If you are in to grow your own and eating seasonally then this has got to be a crop for you. We planted five asparagus three years ago and this year in the warm weather they are going mad.
You do need well drained soil and you do need to build up a hump to spread the plant roots over. Our bed is about 3 feet wide and 10 foot long at most. After that it needs little looking after, keep weed free, mulch, and after June leave the plants to go to ferns and build up their strength.
We have a good half dozen spears every day for the last week and that should go on till mid June. When we had only a few at the start I would slice them into an omelette for lunch. As the amount grows they become more of a major dish. I usually steam them or blanch quickly. Two lunch dishes this week have taken advantage of bits of pieces left in the fridge or freezer.
Firstly, in a hot dry frying pan heat up some sliced spicy meat - I had some left over spicy salami. When the juices run throw in some blanched asparagus and char slightly. Serve with grated hard cheese topping as a starter dish. Last week we had the first of our spring cauliflowers - so the asparagus topped a nice cauli cheese!
We have been out a few times this week so we have built up 2 days growth to be picked. Today they went mad and were up to 15 inches tall when we got home in the late afternoon. Temperatures up to 25 C all day and the plants just loved it.

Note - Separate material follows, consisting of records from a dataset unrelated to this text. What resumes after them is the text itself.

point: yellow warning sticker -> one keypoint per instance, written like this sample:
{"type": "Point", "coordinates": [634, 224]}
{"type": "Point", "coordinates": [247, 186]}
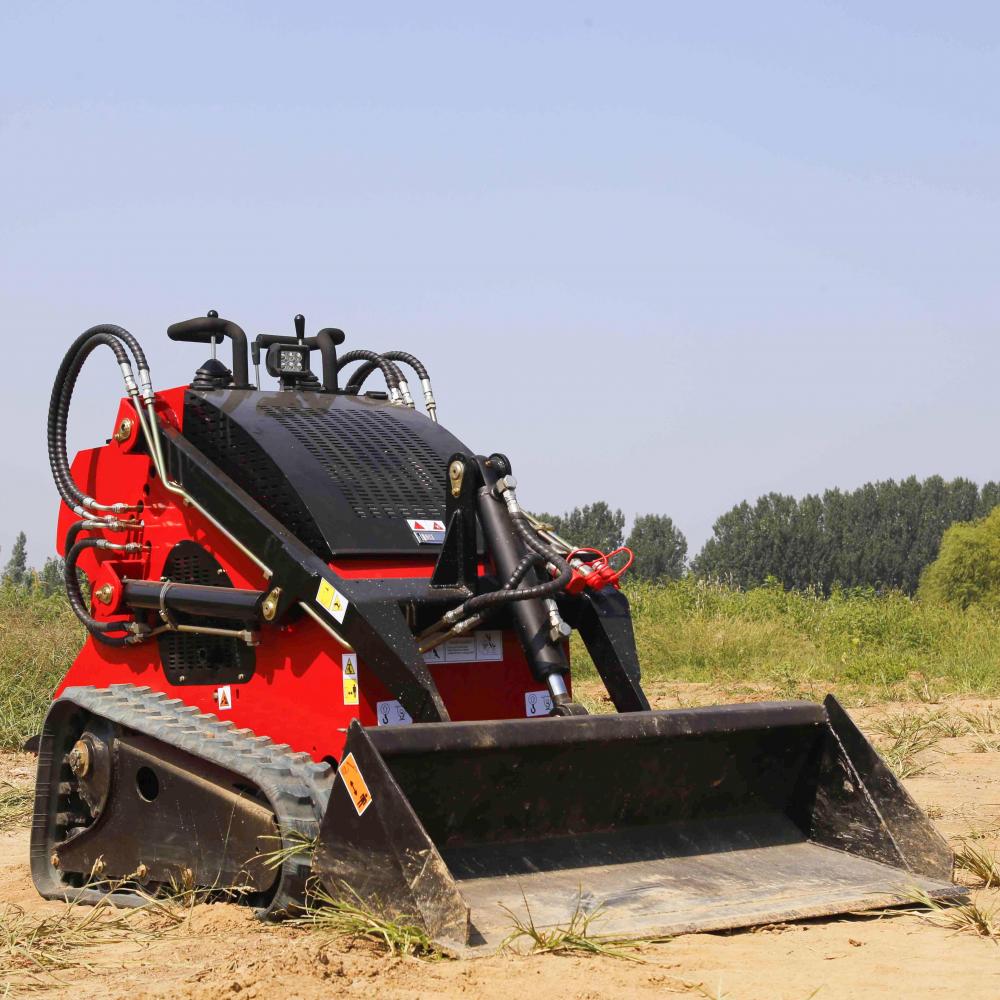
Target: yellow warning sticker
{"type": "Point", "coordinates": [349, 669]}
{"type": "Point", "coordinates": [332, 600]}
{"type": "Point", "coordinates": [350, 774]}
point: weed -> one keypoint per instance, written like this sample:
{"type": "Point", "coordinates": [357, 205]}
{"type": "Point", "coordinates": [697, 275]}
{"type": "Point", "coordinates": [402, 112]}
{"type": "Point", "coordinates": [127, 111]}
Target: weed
{"type": "Point", "coordinates": [299, 846]}
{"type": "Point", "coordinates": [959, 915]}
{"type": "Point", "coordinates": [32, 949]}
{"type": "Point", "coordinates": [350, 917]}
{"type": "Point", "coordinates": [979, 863]}
{"type": "Point", "coordinates": [904, 736]}
{"type": "Point", "coordinates": [984, 723]}
{"type": "Point", "coordinates": [576, 937]}
{"type": "Point", "coordinates": [15, 805]}
{"type": "Point", "coordinates": [951, 726]}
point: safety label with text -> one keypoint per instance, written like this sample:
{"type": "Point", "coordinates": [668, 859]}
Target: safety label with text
{"type": "Point", "coordinates": [332, 600]}
{"type": "Point", "coordinates": [537, 703]}
{"type": "Point", "coordinates": [350, 774]}
{"type": "Point", "coordinates": [480, 647]}
{"type": "Point", "coordinates": [349, 669]}
{"type": "Point", "coordinates": [427, 531]}
{"type": "Point", "coordinates": [391, 713]}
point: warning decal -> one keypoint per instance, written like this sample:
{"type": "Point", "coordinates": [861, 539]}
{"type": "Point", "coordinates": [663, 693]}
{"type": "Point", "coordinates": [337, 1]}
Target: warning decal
{"type": "Point", "coordinates": [537, 703]}
{"type": "Point", "coordinates": [391, 713]}
{"type": "Point", "coordinates": [350, 774]}
{"type": "Point", "coordinates": [480, 647]}
{"type": "Point", "coordinates": [332, 600]}
{"type": "Point", "coordinates": [427, 530]}
{"type": "Point", "coordinates": [349, 669]}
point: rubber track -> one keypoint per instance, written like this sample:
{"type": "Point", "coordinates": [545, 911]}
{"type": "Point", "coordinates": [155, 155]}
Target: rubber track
{"type": "Point", "coordinates": [296, 787]}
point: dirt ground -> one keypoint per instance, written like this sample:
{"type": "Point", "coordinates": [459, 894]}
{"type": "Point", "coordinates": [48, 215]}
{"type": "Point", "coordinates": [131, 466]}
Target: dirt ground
{"type": "Point", "coordinates": [220, 950]}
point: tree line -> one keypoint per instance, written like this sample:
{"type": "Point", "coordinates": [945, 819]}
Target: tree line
{"type": "Point", "coordinates": [17, 573]}
{"type": "Point", "coordinates": [881, 535]}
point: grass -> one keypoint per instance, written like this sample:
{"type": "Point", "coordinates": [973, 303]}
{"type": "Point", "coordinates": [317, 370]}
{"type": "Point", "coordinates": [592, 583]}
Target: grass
{"type": "Point", "coordinates": [967, 916]}
{"type": "Point", "coordinates": [574, 938]}
{"type": "Point", "coordinates": [39, 638]}
{"type": "Point", "coordinates": [862, 645]}
{"type": "Point", "coordinates": [902, 737]}
{"type": "Point", "coordinates": [980, 864]}
{"type": "Point", "coordinates": [300, 846]}
{"type": "Point", "coordinates": [33, 950]}
{"type": "Point", "coordinates": [350, 918]}
{"type": "Point", "coordinates": [15, 805]}
{"type": "Point", "coordinates": [762, 642]}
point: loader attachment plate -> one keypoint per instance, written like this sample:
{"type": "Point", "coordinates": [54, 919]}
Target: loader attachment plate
{"type": "Point", "coordinates": [668, 822]}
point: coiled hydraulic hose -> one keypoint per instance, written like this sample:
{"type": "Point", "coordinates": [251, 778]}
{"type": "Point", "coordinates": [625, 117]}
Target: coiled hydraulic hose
{"type": "Point", "coordinates": [62, 393]}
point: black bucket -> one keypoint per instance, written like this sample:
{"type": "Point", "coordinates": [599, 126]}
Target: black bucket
{"type": "Point", "coordinates": [668, 822]}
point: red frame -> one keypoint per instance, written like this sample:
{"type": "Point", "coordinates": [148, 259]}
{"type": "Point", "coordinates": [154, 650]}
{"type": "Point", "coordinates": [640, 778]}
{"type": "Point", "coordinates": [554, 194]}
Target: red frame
{"type": "Point", "coordinates": [296, 694]}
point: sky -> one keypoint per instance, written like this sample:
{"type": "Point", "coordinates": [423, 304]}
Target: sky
{"type": "Point", "coordinates": [667, 255]}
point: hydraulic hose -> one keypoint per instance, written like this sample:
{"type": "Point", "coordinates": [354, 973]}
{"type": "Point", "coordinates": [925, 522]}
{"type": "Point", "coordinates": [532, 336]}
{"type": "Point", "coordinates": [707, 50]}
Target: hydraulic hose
{"type": "Point", "coordinates": [359, 377]}
{"type": "Point", "coordinates": [62, 393]}
{"type": "Point", "coordinates": [391, 373]}
{"type": "Point", "coordinates": [97, 629]}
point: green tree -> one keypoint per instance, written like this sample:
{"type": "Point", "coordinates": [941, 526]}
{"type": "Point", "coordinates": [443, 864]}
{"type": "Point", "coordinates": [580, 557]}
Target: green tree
{"type": "Point", "coordinates": [594, 525]}
{"type": "Point", "coordinates": [16, 570]}
{"type": "Point", "coordinates": [659, 546]}
{"type": "Point", "coordinates": [967, 570]}
{"type": "Point", "coordinates": [50, 579]}
{"type": "Point", "coordinates": [881, 535]}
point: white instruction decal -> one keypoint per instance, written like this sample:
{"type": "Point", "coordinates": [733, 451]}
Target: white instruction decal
{"type": "Point", "coordinates": [391, 713]}
{"type": "Point", "coordinates": [427, 531]}
{"type": "Point", "coordinates": [480, 647]}
{"type": "Point", "coordinates": [349, 669]}
{"type": "Point", "coordinates": [537, 703]}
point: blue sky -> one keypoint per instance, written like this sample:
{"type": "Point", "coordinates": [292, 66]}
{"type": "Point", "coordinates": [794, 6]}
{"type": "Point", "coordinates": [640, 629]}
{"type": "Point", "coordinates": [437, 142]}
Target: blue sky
{"type": "Point", "coordinates": [667, 255]}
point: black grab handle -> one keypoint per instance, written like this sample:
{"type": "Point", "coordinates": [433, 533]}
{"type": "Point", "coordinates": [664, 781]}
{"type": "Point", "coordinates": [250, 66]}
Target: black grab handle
{"type": "Point", "coordinates": [211, 329]}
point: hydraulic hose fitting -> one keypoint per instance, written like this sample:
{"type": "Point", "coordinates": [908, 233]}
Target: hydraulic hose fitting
{"type": "Point", "coordinates": [560, 629]}
{"type": "Point", "coordinates": [404, 391]}
{"type": "Point", "coordinates": [429, 401]}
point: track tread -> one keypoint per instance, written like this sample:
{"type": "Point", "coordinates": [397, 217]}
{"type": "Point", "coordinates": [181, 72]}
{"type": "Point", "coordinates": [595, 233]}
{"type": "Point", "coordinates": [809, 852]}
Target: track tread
{"type": "Point", "coordinates": [296, 787]}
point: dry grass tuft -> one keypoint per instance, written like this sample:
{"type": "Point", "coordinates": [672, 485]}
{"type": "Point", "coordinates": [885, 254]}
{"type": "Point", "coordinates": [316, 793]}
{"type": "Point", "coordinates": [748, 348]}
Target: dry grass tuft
{"type": "Point", "coordinates": [33, 949]}
{"type": "Point", "coordinates": [984, 723]}
{"type": "Point", "coordinates": [979, 863]}
{"type": "Point", "coordinates": [351, 918]}
{"type": "Point", "coordinates": [967, 916]}
{"type": "Point", "coordinates": [575, 938]}
{"type": "Point", "coordinates": [905, 735]}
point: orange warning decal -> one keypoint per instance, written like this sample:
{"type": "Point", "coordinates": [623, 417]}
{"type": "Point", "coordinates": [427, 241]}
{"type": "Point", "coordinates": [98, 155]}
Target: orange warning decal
{"type": "Point", "coordinates": [354, 783]}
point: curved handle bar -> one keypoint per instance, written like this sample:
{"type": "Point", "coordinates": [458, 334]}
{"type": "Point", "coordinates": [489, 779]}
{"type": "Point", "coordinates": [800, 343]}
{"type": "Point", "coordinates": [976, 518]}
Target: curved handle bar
{"type": "Point", "coordinates": [209, 329]}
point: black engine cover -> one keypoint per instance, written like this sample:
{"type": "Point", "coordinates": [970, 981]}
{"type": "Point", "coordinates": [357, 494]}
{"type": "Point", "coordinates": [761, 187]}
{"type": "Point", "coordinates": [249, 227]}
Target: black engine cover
{"type": "Point", "coordinates": [344, 473]}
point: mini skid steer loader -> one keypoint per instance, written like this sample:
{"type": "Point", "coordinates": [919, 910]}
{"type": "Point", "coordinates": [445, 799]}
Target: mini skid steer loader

Second dish I am trying when there are a good number of spears is to roast a dish full of asparagus with olive oil and black pepper till soft. Grate any cheese available to your taste - I had a bit of left over feta cheese one day which I mixed with a strong cheddar and that was good. Next time I tried mozzarella and Parmesan it was not so good. Any way, continue to bake in oven till cheese browns. Either top with bits of bacon or brown to a crisp some bacon on a separate dish and add to the top of the cheese later. Serve with a bit of salad makes a nice lunch.
Had half a dozen spears today so I sautéed them with half an onion, some left over boiled gammon chunks, a bit of red pepper and a big spoonful of mild chilli powder. Very tasty lunch with handful of salad leaves.
Monty Don on Gardener's World this Friday had an asparagus bed that was finally coming to fruition. Knowing he has very clay soil near Hereford I was surprised how flat it was!